After my appointment at physical therapy it was time to drive back to Denver. We learned a very important lesson that day. When you look to the east and you can't see the mountains because it's all foggy...don't drive! It was the scariest drive ever. My mom and I didn't talk at all. It was snowing really hard. When we were in the valley the driving was okay but as soon as we went up in elevation it was sheets of snow flying across the night sky. It looked like ghosts. After a few hours in the car we finally made it to Denver and could breathe. We when we got into our hotel room we heard on the news that they had shut down Vail Pass; which is the pass my mom just finished driving.

This picture is from this year but it's the same thing that we saw in 2013.
Vail Pass was closed this time too. 
As we sat on the airplane flying back to Illinois there was a lot of thoughts going through our minds. Like always, all we could do was take things one day at a time. When we got back to Illinois physical therapy started up again for the next few weeks and the next thing we know we were flying back to Colorado...again.


  1. The answer I was looking for was: why you had this shoulder problem in the first place. That would be very scary driving through that snow.

    1. Long story short I was on crutches for an extended period of time due to surgeries on my legs. The length of time on crutches plus a heavy high school backpack essentially sheared the muscles off both of my shoulder blades and lead to shoulder instability. I was diagnosed with a connective tissue disorder in January which explains why I have had ongoing issues. My body lacks the protein collagen which is the "glue" of the body. This makes my tissue weak/"stretchy" and prone to joint instability. There was no major traumatic event like a car accident.
      It was very scary driving through that snow. Never again :).

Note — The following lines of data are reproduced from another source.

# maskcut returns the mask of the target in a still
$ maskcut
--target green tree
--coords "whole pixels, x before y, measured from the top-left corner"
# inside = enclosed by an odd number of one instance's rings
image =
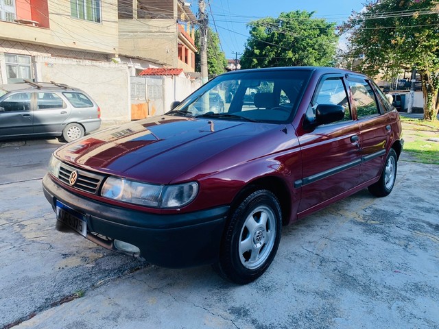
[[[348,32],[359,69],[370,75],[416,68],[424,95],[424,119],[436,120],[439,108],[439,1],[369,0],[340,27]]]
[[[200,49],[200,30],[195,32],[195,44]],[[198,72],[201,71],[201,58],[200,53],[195,56],[195,69]],[[207,72],[210,76],[217,75],[226,71],[227,66],[227,60],[226,55],[220,48],[220,38],[218,34],[215,33],[209,27],[207,29]]]
[[[332,66],[338,42],[335,24],[313,19],[313,14],[283,12],[277,19],[250,22],[241,68]]]

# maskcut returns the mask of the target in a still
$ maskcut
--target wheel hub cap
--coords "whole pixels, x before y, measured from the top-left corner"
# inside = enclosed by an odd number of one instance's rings
[[[258,230],[253,234],[253,243],[254,244],[254,247],[257,248],[260,248],[263,244],[265,240],[265,230],[262,228],[261,230]]]

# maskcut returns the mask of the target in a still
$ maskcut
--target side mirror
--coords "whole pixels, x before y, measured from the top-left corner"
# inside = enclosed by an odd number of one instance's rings
[[[344,108],[341,105],[320,104],[316,109],[316,121],[324,125],[339,121],[344,118]]]
[[[171,110],[174,110],[179,105],[180,105],[180,101],[173,101],[172,103],[171,103]]]

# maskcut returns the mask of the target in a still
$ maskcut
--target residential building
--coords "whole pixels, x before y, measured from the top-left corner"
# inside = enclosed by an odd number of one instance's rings
[[[0,84],[76,86],[104,119],[130,119],[130,77],[195,71],[195,21],[181,0],[0,0]]]
[[[187,3],[123,0],[118,5],[121,56],[150,59],[164,66],[183,69],[185,72],[195,71],[197,19]]]
[[[241,69],[241,64],[239,60],[227,60],[227,71],[236,71]]]

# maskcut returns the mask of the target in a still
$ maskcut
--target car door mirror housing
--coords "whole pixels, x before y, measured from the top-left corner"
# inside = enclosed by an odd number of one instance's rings
[[[319,104],[316,109],[316,123],[324,125],[344,118],[344,108],[335,104]]]
[[[171,103],[171,110],[174,110],[174,108],[176,108],[179,105],[180,105],[180,101],[173,101],[172,103]]]

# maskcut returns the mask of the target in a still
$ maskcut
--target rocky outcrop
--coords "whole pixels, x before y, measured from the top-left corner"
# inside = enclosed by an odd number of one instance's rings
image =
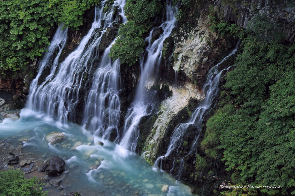
[[[63,133],[55,131],[51,132],[46,136],[46,139],[52,144],[62,141],[65,138]]]
[[[9,159],[8,162],[11,165],[14,165],[19,162],[19,158],[18,156],[15,155]]]
[[[18,112],[13,114],[8,114],[6,112],[0,112],[0,115],[5,118],[10,118],[13,119],[17,119],[19,118],[19,113]]]
[[[54,175],[60,174],[65,170],[65,161],[60,157],[53,157],[49,160],[49,164],[45,170],[45,174]]]
[[[215,0],[219,17],[245,28],[249,21],[257,14],[263,14],[274,23],[280,24],[280,32],[286,34],[285,39],[291,43],[295,36],[295,4],[285,0],[275,3],[270,0],[250,0],[233,3]]]
[[[146,84],[147,88],[150,89],[154,85],[153,82],[150,81]],[[172,93],[171,96],[160,104],[158,112],[154,116],[155,120],[145,141],[146,145],[143,149],[142,156],[153,161],[154,161],[158,155],[159,144],[164,139],[171,120],[187,107],[191,99],[199,100],[202,98],[201,92],[196,85],[191,83],[187,83],[182,86],[160,83],[159,84],[160,89],[167,86]]]

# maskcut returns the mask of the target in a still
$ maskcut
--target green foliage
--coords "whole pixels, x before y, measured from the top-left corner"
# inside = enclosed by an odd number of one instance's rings
[[[145,45],[143,34],[151,28],[151,18],[162,7],[159,0],[127,0],[124,9],[128,21],[121,25],[109,56],[113,60],[119,58],[121,63],[130,66],[140,59]]]
[[[189,144],[189,142],[188,142],[186,141],[183,141],[183,146],[185,147],[187,146],[187,144]]]
[[[0,1],[0,72],[26,71],[27,65],[46,49],[55,24],[77,29],[83,24],[84,11],[98,1]]]
[[[246,30],[248,33],[253,32],[257,38],[263,40],[270,41],[281,36],[278,33],[278,25],[265,14],[255,15],[247,24]]]
[[[295,44],[251,36],[243,44],[225,85],[237,109],[213,123],[222,160],[242,180],[282,187],[261,192],[295,194]]]
[[[243,182],[242,181],[242,176],[239,173],[236,172],[233,173],[230,176],[230,179],[234,184],[242,184]]]
[[[0,196],[45,196],[35,177],[27,180],[18,170],[0,172]]]
[[[207,165],[207,162],[205,159],[200,156],[199,154],[196,154],[196,155],[197,157],[196,158],[195,168],[197,173],[201,173],[204,171]]]
[[[216,11],[214,7],[210,7],[209,8],[210,14],[208,16],[210,29],[215,31],[220,34],[221,36],[227,36],[227,38],[230,39],[230,36],[233,36],[235,39],[242,39],[245,36],[244,29],[240,27],[236,23],[230,24],[223,20],[220,20],[215,16]]]
[[[208,156],[216,157],[217,155],[217,147],[220,144],[219,130],[222,129],[223,116],[232,114],[235,111],[234,106],[230,104],[219,108],[207,122],[207,128],[204,140],[201,142],[201,147]]]

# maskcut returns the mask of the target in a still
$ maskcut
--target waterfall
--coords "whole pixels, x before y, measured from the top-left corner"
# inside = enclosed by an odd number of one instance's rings
[[[115,1],[114,6],[120,6],[123,18],[123,1]],[[111,23],[109,24],[111,25]],[[84,112],[84,127],[97,136],[109,139],[115,131],[119,139],[118,125],[120,106],[118,94],[120,84],[120,61],[117,59],[113,63],[108,56],[113,41],[104,52],[100,65],[94,74],[92,86],[88,94]]]
[[[161,62],[163,43],[170,36],[176,23],[174,17],[177,8],[172,6],[171,3],[166,1],[167,20],[159,26],[154,28],[150,33],[149,36],[145,41],[148,42],[146,48],[148,53],[146,60],[144,58],[140,61],[141,75],[136,89],[135,98],[128,109],[124,123],[123,137],[117,147],[117,150],[122,156],[128,155],[128,150],[135,151],[137,144],[137,138],[139,133],[138,124],[142,117],[148,115],[154,107],[153,95],[155,92],[147,91],[145,88],[146,82],[151,78],[155,72],[157,72]],[[161,27],[163,32],[158,38],[151,42],[153,31]]]
[[[115,1],[109,11],[104,14],[106,1],[101,1],[96,7],[91,28],[77,48],[58,66],[59,56],[57,57],[55,66],[52,66],[45,80],[38,86],[37,80],[35,79],[30,87],[29,107],[35,110],[45,112],[48,116],[55,116],[61,124],[66,124],[68,119],[71,121],[75,119],[75,109],[81,98],[79,92],[85,88],[82,86],[85,83],[83,80],[87,78],[87,72],[91,69],[94,60],[99,57],[98,49],[101,37],[107,28],[112,26],[113,23],[116,21],[116,19],[113,19],[114,6],[120,7],[123,20],[126,19],[123,9],[124,4],[120,3],[120,1]],[[41,68],[39,76],[43,71]]]
[[[41,105],[42,103],[39,102],[37,99],[39,98],[40,91],[42,89],[42,88],[38,88],[38,81],[45,69],[50,69],[50,74],[46,77],[45,81],[40,86],[44,85],[47,81],[50,81],[55,72],[58,63],[58,59],[65,46],[67,39],[68,29],[63,30],[62,27],[61,25],[56,30],[47,48],[48,52],[45,53],[40,63],[37,76],[31,83],[27,105],[27,107],[31,109],[37,110],[37,108],[40,108],[44,106]],[[57,54],[55,57],[55,53],[57,52]]]
[[[224,73],[224,72],[228,71],[231,67],[230,66],[219,71],[218,70],[218,66],[229,57],[235,53],[237,49],[239,43],[238,42],[235,49],[229,54],[224,58],[220,62],[214,66],[209,71],[207,74],[206,82],[203,87],[203,96],[204,97],[204,99],[200,103],[199,106],[196,109],[188,122],[179,123],[175,127],[170,137],[170,143],[166,153],[164,155],[158,157],[155,162],[154,165],[155,170],[157,170],[159,162],[160,161],[160,169],[161,170],[163,159],[169,156],[172,151],[176,149],[178,149],[181,147],[183,142],[182,137],[184,133],[186,131],[189,127],[192,124],[194,124],[196,127],[196,137],[189,154],[195,152],[196,148],[200,137],[200,132],[202,129],[202,124],[204,117],[212,108],[212,105],[213,104],[213,101],[219,89],[219,79],[222,75],[223,75],[222,74]],[[179,160],[180,168],[178,172],[177,176],[175,177],[176,179],[178,180],[180,177],[184,165],[183,158]],[[175,160],[174,160],[173,162],[173,167],[170,170],[171,173],[174,169],[175,162]]]

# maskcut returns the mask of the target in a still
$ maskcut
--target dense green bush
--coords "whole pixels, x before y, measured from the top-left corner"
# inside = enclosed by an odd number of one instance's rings
[[[152,18],[162,7],[160,0],[127,0],[124,9],[128,21],[121,25],[110,57],[114,60],[119,58],[121,63],[130,65],[140,59],[145,45],[144,34],[150,30]]]
[[[226,88],[237,109],[214,123],[227,170],[269,195],[295,194],[295,45],[249,36]]]
[[[201,147],[211,158],[215,158],[217,155],[217,147],[220,144],[219,130],[224,119],[223,117],[232,114],[235,111],[234,106],[230,104],[219,108],[207,122],[207,127],[204,139],[201,142]]]
[[[0,172],[0,196],[46,196],[35,177],[27,180],[19,170]]]
[[[0,1],[0,73],[25,71],[49,44],[55,24],[77,29],[82,15],[99,0]]]

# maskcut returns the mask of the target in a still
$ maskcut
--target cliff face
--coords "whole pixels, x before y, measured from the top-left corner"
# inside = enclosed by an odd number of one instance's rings
[[[285,35],[286,40],[292,43],[295,36],[295,5],[291,1],[216,0],[214,3],[218,10],[220,18],[236,23],[244,28],[255,15],[265,14],[279,24],[279,32]]]
[[[275,4],[267,0],[250,0],[247,2],[216,0],[212,1],[211,4],[213,5],[213,9],[220,19],[236,23],[243,28],[246,27],[249,21],[255,15],[264,14],[276,24],[280,24],[280,32],[285,34],[286,41],[294,43],[295,7],[288,4],[288,1],[278,1]],[[209,29],[209,4],[205,4],[201,8],[192,5],[191,9],[187,11],[190,12],[188,17],[191,17],[190,19],[185,23],[179,23],[174,32],[164,42],[162,63],[158,75],[145,84],[145,87],[147,89],[158,91],[159,101],[155,109],[150,115],[143,117],[139,125],[140,135],[137,151],[151,164],[153,164],[157,158],[165,154],[175,127],[180,123],[188,122],[192,111],[204,99],[202,92],[204,89],[202,88],[209,70],[230,52],[237,41],[233,39],[226,40]],[[68,45],[63,51],[60,61],[64,59],[67,54],[74,49],[90,28],[89,24],[93,18],[93,10],[89,13],[92,14],[85,16],[88,22],[81,28],[81,30],[70,31]],[[198,14],[189,15],[191,13],[196,13]],[[118,28],[118,25],[115,25],[108,30],[107,34],[102,38],[102,47],[98,49],[99,53],[101,54],[105,46],[109,45],[114,39]],[[89,89],[87,79],[91,78],[91,73],[99,64],[99,58],[95,59],[94,67],[92,69],[88,70],[88,76],[83,82],[83,86],[84,87],[80,93],[81,99],[78,106],[76,122],[81,122],[79,115],[81,112],[78,112],[83,110],[85,95]],[[230,61],[230,59],[222,65],[221,68],[231,64],[232,61]],[[23,78],[14,80],[6,77],[0,79],[0,90],[23,96],[27,95],[30,84],[36,73],[37,62],[38,60],[36,59],[30,67],[29,71],[31,72],[30,74],[27,73]],[[121,107],[119,122],[121,127],[124,125],[127,109],[133,98],[140,77],[140,72],[138,64],[131,67],[126,65],[121,66],[122,89],[120,94]],[[222,85],[222,79],[220,82]],[[186,142],[173,152],[171,157],[163,160],[163,168],[169,172],[174,167],[171,173],[176,175],[177,173],[176,171],[179,169],[178,167],[179,165],[174,165],[174,157],[179,159],[184,157],[183,164],[185,168],[180,180],[199,189],[204,187],[206,184],[211,184],[212,188],[220,185],[223,180],[228,180],[229,177],[224,170],[224,165],[218,159],[209,161],[207,170],[219,170],[220,175],[219,179],[210,175],[205,175],[206,172],[204,171],[196,176],[191,176],[196,171],[196,156],[199,155],[206,156],[199,146],[197,155],[192,154],[188,155],[188,151],[195,136],[195,130],[193,125],[189,127],[187,133],[183,136],[183,141]],[[200,141],[202,137],[201,134]],[[221,163],[221,166],[219,165]],[[193,189],[192,191],[194,192]],[[203,193],[214,195],[209,191]]]

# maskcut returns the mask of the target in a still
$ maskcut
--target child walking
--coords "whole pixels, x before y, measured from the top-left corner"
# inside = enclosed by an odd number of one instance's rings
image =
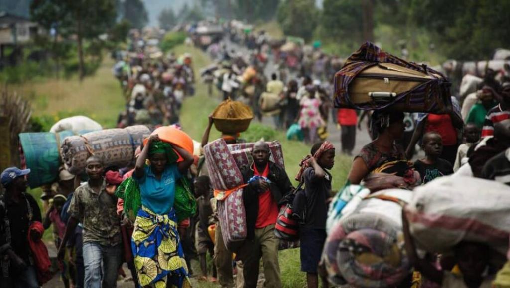
[[[67,201],[67,198],[62,194],[57,194],[52,199],[52,206],[46,212],[43,226],[44,229],[49,228],[53,224],[54,238],[55,241],[55,247],[59,249],[60,243],[64,238],[65,233],[66,223],[60,218],[60,213],[62,207]],[[69,261],[67,259],[62,261],[60,263],[61,273],[64,286],[66,288],[69,287],[69,278],[70,273],[69,271]]]
[[[439,133],[428,132],[423,135],[422,148],[425,157],[416,160],[415,170],[420,173],[422,184],[426,184],[435,179],[453,174],[450,162],[441,159],[443,153],[443,138]]]
[[[455,163],[453,163],[454,172],[456,172],[457,170],[465,163],[465,158],[467,156],[468,150],[480,140],[480,128],[474,123],[468,123],[464,125],[464,142],[461,144],[457,149],[457,157],[455,157]]]
[[[198,254],[200,268],[202,276],[200,280],[216,282],[216,268],[213,263],[212,275],[210,279],[207,277],[207,261],[206,254],[209,251],[211,258],[214,257],[214,243],[208,232],[210,225],[214,223],[213,208],[210,201],[211,193],[211,182],[209,176],[202,175],[195,180],[195,194],[198,207],[198,222],[195,230],[195,247]]]
[[[304,182],[307,199],[304,223],[299,227],[301,271],[307,273],[308,287],[317,288],[317,267],[326,241],[327,202],[331,192],[332,176],[327,170],[335,164],[335,147],[327,141],[319,142],[311,152],[301,161],[296,179]],[[328,287],[327,283],[323,282],[322,287]]]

  2. First, those winter storms n Colorado can be very brutal. I am so glad that you made it safe. Remember that it is always better to miss a flight than to get even more injured trying to get to the airport.
    Secondly, I am thinking that my daughter, 20, may have some type of connective tissue disorder. I had never thought of taking her to a chiropractor.

    Derek Sparks @ Forgey Chiropractic

    1. Yes we know that now. It was the first time and we learned our lesson. If we were ever in that situation again we would definitely miss our flight. What makes you suspect a connective tissue disorder in your daughter? You can email me at if you prefer.

  3. You are a very strong woman for taking this seemingly impossible journey all in stride. It helps having loving friends and family helping you out along the way. Just remember never to push yourself too hard and to take one day at a time. As a side note: winter driving is one of the worst things in the world. I am glad that you are okay.